Depuis la fin de la première guerre mondiale, les Etats-Unis se sont comportés en garants de la sécurité de l’Occident et de ses valeurs. En offrant la victoire sur l’Ukraine à Mr. Poutine, quel est aujourd’hui le crédit dont peut encore bénéficier Washington auprès des Européens, du Japon ou de Taïwan ? Certes, il pourrait être reproché à leurs alliés de contribuer insuffisamment au coût de leur défense, mais ne le font-ils pas déjà en achetant principalement des armements made in USA et en finançant généreusement la dette américaine ? C’est précisément ces achats d’emprunts d’Etat et d’actions yankees qui ont permis aux Etats-Unis de vivre au-dessus de leurs moyens ces dernières années, leur déficit commercial croissant étant financé à moindre frais par l’étranger. Le lancement d’une guerre tarifaire réduira certes le déficit commercial américain, mais au prix d’un surcoût notable pour le consommateur et d’un accroissement du déficit public induit par une chute de l’activité.
La conduite d’une politique aussi aberrante n’est pas soutenable et amènera sans aucun doute à faire prévaloir le « bon sens » tant mis en avant par D. Trump au cours de sa campagne électorale. Mais quand ? Quelle devra être la dissuasion des marchés et des chutes d’activité pour l’y contraindre ? En attendant, la prudence s’impose, d’autant que l’affaiblissement du dollar nous semble inévitable. Nous conservons les valeurs technologiques au cœur de l’intelligence artificielle, mais réduisons l’exposition américaine, allant au-devant du reflux, nous semble-t-il inévitable, des capitaux hors Etats-Unis dont la part de la capitalisation boursière mondiale approchait en début d’année 70%.
La défiance envers le principal marché mondial est naturellement lourde de conséquences pour le reste du monde. Elle crée cependant des opportunités prometteuses. Ainsi le retrait à venir annoncé par les Etats-Unis d’un soutien de la défense européenne aggrave les pressions sur notre Union de reprendre notre destin en main. L’Allemagne redeviendra la locomotive de la croissance européenne en s’apprêtant à porter son déficit public à 4/5%, alors qu’il plafonnait en moyenne à 1 ½ % de son PNB au cours des 75 dernières années. Certes, ce regain d’investissement s’étalera sur les trois prochaines années, mais il bénéficiera à l’ensemble de ses partenaires européens ne disposant pas de la même latitude budgétaire.

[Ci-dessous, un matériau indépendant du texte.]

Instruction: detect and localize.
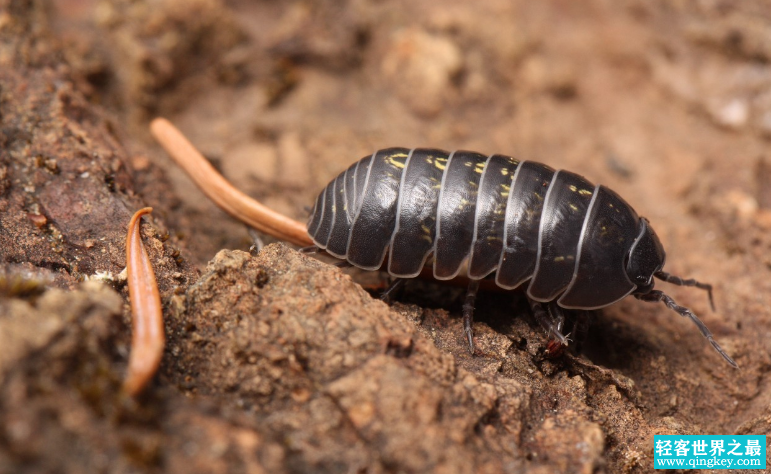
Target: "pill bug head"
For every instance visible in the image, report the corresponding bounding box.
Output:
[626,217,666,293]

Ils auront un accès privilégié (sans tarifs !) auprès de la plus large économie de l’Union, dont le taux de croissance passera de la stagnation enregistrée ces deux dernières années à une croissance proche de 2%.

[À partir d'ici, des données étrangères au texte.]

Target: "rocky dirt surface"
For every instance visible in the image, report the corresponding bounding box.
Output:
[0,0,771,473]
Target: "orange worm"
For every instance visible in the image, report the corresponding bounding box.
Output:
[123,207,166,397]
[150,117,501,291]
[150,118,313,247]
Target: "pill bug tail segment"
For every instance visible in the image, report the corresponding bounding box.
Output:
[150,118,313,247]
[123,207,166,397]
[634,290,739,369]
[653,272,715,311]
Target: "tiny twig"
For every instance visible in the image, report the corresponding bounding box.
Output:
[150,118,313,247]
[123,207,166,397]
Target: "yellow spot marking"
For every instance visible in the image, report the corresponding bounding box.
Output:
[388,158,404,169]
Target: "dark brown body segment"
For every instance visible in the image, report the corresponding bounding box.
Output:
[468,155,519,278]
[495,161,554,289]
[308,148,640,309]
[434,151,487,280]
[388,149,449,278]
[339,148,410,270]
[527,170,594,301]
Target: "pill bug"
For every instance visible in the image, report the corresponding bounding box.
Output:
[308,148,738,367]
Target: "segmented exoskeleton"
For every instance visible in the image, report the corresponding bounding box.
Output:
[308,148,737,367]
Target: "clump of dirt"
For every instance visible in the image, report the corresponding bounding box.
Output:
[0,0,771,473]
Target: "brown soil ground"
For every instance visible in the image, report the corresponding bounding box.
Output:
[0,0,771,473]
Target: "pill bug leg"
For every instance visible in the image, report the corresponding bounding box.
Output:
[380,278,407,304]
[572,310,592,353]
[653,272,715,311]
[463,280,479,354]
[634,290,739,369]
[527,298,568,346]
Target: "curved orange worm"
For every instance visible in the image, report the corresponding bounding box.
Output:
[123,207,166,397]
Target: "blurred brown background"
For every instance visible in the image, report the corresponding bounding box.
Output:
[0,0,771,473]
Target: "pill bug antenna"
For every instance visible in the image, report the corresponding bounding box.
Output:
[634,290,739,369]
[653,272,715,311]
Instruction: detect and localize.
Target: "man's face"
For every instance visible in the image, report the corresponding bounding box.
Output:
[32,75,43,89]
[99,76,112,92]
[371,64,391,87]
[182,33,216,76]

Au-delà de nos rives, l’univers émergent devient plus attrayant, soutenu à la fois par notre attente d’un dollar plus faible et de taux d’intérêt réels plus faibles, accompagnant la décélération de la croissance américaine. Nous privilégierons l’Amérique Latine, largement épargnée par la menace des tarifs des Etats-Unis, dont la criante sous-évaluation des actifs devrait être corrigée par la « déferlante Javier Milei ». Son succès fait progressivement basculer les pays de la zone vers une gouvernance plus favorable à la croissance. Parmi les économies les plus prometteuses, l’Inde mérite une mention particulière. Disposant d’un gouvernement stable et favorable à l’investissement privé, l’Inde est en mesure de poursuivre sa croissance à un rythme proche de 6%, favorisant l’éclosion de sociétés de qualité conduites par des entrepreneurs éclairés. Nous n’oublierons pas la Chine, grande gagnante du repli américain auquel elle fait notamment face par une stimulation sans précédent de ses entreprises de technologie.

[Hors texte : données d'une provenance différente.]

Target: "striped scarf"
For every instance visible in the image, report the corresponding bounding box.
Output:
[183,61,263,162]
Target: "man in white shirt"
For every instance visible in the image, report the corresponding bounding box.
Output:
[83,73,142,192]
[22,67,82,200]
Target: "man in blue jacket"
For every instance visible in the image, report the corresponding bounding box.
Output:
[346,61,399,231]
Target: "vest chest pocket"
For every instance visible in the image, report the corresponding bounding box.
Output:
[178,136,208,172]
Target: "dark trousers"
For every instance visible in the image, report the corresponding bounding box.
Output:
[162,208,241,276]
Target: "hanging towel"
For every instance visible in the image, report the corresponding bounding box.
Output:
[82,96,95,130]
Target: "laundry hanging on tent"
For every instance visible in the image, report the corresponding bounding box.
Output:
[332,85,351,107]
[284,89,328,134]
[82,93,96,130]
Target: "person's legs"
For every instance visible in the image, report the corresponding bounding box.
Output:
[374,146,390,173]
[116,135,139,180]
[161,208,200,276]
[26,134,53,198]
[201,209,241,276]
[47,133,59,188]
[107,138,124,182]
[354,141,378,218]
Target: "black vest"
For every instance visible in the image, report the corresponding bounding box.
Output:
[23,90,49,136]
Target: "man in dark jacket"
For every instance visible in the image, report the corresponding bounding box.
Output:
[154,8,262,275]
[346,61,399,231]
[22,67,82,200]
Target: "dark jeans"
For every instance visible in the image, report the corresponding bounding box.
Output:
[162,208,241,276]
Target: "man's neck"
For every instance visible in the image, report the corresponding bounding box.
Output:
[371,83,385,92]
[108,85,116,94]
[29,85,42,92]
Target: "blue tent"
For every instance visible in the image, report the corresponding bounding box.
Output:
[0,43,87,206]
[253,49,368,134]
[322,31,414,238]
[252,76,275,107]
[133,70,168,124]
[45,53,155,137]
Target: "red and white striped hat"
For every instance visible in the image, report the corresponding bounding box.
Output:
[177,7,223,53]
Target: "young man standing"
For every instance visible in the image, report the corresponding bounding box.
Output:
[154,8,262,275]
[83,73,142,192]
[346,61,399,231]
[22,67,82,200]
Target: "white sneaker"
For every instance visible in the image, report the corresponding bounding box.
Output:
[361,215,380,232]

En conclusion, si l’effritement de l’empire américain est indiscutablement préoccupant et ne pourra qu’être heurté, l’avènement d’un nouvel ordre mondial recèle bien des opportunités qu’il nous appartient dès à présent de saisir.
Dans cette perspective réconfortante, je vous prie d’agréer, Madame, Monsieur, l’expression de ma considération choisie.